New York City’s Metropolitan Transportation Authority is in yet another bind. If state lawmakers do not agree to fund the remainder of the MTA’s five-year capital plan, the deadline for which is coming up in June, there may be a need to increase fares and tolls by 15 percent in order to make ends meet.

The MTA held a meeting on Monday where its chief financial officer, Robert E. Foran, explained what would need to happen to close the gap in the $32 billion capital plan in order not to issue more debt. “At some point, the board may take action and the action that they really only can turn to would be one that addresses fares and tolls,” Foran said, according to the Times. Other officials at the meeting said the MTA would have to make massive cuts or service reductions in order to stay functioning.
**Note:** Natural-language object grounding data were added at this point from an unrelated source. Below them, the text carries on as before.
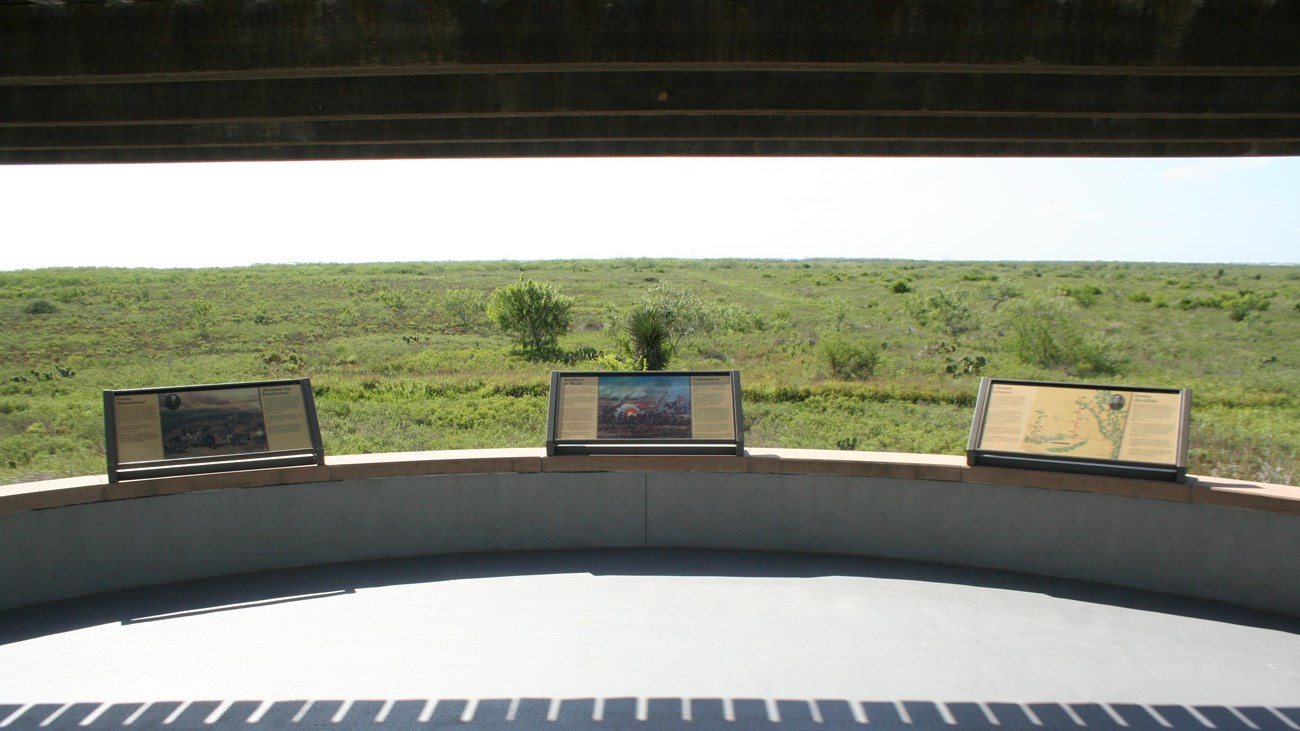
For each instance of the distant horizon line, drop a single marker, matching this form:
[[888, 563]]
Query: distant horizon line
[[661, 259]]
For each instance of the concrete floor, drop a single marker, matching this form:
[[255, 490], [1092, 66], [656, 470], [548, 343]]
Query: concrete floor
[[645, 639]]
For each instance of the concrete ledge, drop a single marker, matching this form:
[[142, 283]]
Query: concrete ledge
[[1210, 539]]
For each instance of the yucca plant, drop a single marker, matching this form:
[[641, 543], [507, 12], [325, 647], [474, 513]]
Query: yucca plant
[[646, 329]]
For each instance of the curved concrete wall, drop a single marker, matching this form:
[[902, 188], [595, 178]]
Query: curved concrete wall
[[1212, 539]]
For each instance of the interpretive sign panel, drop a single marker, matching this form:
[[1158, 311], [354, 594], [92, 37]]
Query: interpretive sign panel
[[209, 428], [645, 412], [1125, 431]]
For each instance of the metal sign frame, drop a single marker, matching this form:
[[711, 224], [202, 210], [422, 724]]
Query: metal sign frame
[[560, 440], [200, 449], [1169, 470]]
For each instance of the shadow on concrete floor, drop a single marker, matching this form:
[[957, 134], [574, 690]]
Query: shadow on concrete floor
[[607, 714], [224, 593]]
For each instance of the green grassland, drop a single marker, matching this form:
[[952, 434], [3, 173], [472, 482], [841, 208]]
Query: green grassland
[[398, 363]]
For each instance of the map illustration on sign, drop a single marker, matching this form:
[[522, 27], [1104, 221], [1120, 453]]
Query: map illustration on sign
[[1080, 423], [1086, 423]]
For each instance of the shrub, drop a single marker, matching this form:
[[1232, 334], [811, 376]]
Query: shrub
[[536, 315], [1047, 332], [1084, 294], [464, 307], [649, 340], [1246, 302], [948, 312], [848, 359]]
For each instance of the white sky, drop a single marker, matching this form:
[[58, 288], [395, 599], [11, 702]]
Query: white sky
[[213, 215]]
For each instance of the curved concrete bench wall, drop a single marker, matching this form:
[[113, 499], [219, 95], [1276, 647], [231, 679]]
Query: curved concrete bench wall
[[1212, 539]]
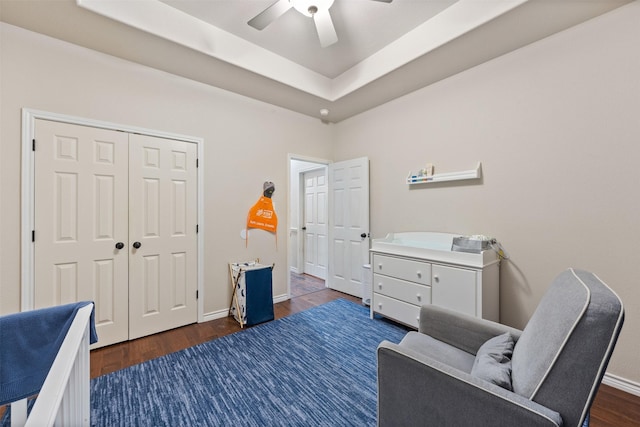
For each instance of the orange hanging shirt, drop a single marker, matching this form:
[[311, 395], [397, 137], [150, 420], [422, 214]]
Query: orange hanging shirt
[[262, 215]]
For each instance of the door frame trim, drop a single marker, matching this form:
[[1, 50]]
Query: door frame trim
[[27, 261], [320, 162]]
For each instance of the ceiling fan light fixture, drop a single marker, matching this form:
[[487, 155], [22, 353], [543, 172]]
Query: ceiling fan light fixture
[[311, 7]]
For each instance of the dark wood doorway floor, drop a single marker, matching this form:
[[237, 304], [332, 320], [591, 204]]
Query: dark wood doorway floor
[[303, 284]]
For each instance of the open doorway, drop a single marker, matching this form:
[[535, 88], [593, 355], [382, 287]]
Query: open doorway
[[308, 222]]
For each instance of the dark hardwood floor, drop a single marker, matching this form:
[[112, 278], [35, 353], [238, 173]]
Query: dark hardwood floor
[[612, 407]]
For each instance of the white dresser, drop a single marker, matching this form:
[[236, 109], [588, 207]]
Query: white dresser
[[416, 268]]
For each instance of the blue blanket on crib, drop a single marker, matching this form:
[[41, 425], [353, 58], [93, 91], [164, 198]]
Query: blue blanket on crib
[[29, 343]]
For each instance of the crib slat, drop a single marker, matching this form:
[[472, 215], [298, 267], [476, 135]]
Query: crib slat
[[19, 413], [64, 397]]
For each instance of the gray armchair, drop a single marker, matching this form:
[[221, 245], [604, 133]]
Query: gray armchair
[[463, 371]]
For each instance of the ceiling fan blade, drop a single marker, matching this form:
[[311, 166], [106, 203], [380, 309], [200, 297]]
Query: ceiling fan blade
[[270, 14], [324, 27]]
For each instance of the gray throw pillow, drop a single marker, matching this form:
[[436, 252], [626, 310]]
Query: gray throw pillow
[[493, 361]]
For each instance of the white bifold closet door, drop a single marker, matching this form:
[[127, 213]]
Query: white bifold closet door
[[97, 192]]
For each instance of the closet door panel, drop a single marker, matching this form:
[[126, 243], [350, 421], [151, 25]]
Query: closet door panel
[[81, 203], [163, 214]]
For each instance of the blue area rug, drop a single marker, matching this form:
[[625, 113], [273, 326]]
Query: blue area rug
[[314, 368]]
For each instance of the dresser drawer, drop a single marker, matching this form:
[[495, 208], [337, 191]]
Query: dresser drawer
[[396, 309], [406, 269], [410, 292]]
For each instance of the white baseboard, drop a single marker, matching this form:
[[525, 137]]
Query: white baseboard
[[219, 314], [622, 384]]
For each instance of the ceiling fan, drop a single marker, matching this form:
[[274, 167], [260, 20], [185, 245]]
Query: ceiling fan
[[316, 9]]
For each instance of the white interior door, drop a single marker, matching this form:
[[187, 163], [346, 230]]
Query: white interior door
[[315, 223], [349, 225], [162, 221], [80, 215]]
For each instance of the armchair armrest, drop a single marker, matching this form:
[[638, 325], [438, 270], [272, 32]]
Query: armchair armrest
[[415, 390], [465, 332]]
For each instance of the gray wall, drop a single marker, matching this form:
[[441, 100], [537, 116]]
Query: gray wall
[[246, 143], [555, 125]]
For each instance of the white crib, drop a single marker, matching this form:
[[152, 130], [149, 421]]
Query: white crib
[[64, 397]]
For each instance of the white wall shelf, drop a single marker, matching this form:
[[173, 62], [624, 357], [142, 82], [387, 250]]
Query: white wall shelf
[[447, 176]]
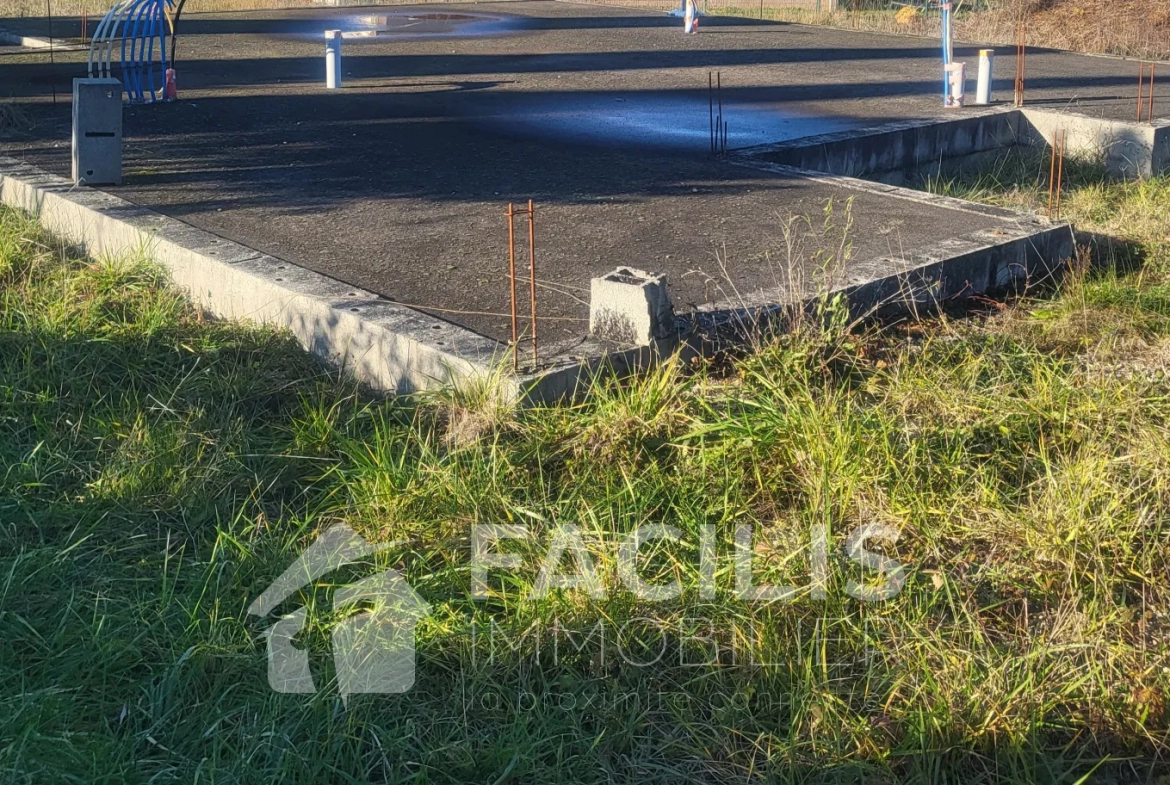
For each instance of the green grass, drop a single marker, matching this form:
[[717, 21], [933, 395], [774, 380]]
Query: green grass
[[157, 470]]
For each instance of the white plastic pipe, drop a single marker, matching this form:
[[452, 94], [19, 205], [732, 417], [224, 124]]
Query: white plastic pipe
[[986, 68], [956, 80], [332, 59]]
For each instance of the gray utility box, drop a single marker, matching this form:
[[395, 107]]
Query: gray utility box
[[97, 132]]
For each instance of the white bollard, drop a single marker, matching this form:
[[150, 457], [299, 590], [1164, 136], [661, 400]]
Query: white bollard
[[956, 78], [986, 68], [332, 59], [689, 16]]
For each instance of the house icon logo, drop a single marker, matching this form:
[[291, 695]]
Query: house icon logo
[[373, 649]]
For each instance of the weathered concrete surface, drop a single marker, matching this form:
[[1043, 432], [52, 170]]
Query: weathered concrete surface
[[899, 152], [632, 307], [396, 184], [389, 346], [1126, 147]]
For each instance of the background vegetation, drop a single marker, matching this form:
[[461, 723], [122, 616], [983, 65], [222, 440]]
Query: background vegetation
[[157, 470]]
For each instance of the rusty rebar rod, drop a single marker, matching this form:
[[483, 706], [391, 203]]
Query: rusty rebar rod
[[1060, 172], [511, 277], [531, 269], [1020, 60], [1055, 174], [1141, 97], [710, 108]]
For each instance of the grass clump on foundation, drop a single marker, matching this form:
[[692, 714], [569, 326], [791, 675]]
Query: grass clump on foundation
[[160, 470]]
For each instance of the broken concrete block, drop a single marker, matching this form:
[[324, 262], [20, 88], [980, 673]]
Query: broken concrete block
[[632, 308]]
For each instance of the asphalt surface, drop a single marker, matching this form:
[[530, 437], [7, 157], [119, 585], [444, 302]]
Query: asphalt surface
[[398, 181]]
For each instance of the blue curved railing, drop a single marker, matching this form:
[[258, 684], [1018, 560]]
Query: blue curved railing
[[129, 32]]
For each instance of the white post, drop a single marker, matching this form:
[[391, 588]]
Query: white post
[[986, 63], [332, 59]]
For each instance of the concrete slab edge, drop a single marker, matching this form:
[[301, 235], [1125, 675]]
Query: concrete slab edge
[[389, 346], [33, 42]]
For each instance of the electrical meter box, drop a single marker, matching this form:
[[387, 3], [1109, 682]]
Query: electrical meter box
[[97, 132]]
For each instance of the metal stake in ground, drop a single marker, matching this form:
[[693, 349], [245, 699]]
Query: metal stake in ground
[[1141, 98], [1020, 59], [511, 277], [531, 268], [1055, 174]]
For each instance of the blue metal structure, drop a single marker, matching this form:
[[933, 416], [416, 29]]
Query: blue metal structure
[[130, 32], [948, 49]]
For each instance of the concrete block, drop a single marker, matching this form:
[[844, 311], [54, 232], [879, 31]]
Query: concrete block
[[1124, 149], [631, 308], [97, 131]]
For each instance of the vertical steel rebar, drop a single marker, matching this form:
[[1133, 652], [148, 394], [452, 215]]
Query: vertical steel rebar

A single ride on the subway or bus system in New York is currently $2.75 after fare increases hit the city on March 22nd. While a pain in the ass, the recent rise in fares was part of an expected long-term revenue plan for the MTA. But adding an extra quarter to your daily commute does not help much in closing the now $14 billion gap that is needed for the MTA’s maintenance and forthcoming projects. Via the Times:

On Monday, one board member, Jeffrey A. Kay, a real estate developer, told his colleagues that he was growing increasingly concerned that state lawmakers would not close the gap. He said the board would have “no choice” but to make “massive cuts” to the system or to increase fares.

“If they don’t do anything in the next two months,” Mr. Kay said, “we have a freight train coming at us.”

Thomas F. Prendergast, the MTA’s chairman, believes the funding gap will be closed, or so he said last week. With a 2.6 increase of subway riders from 2013 to last year, let’s hope he’s not wrong.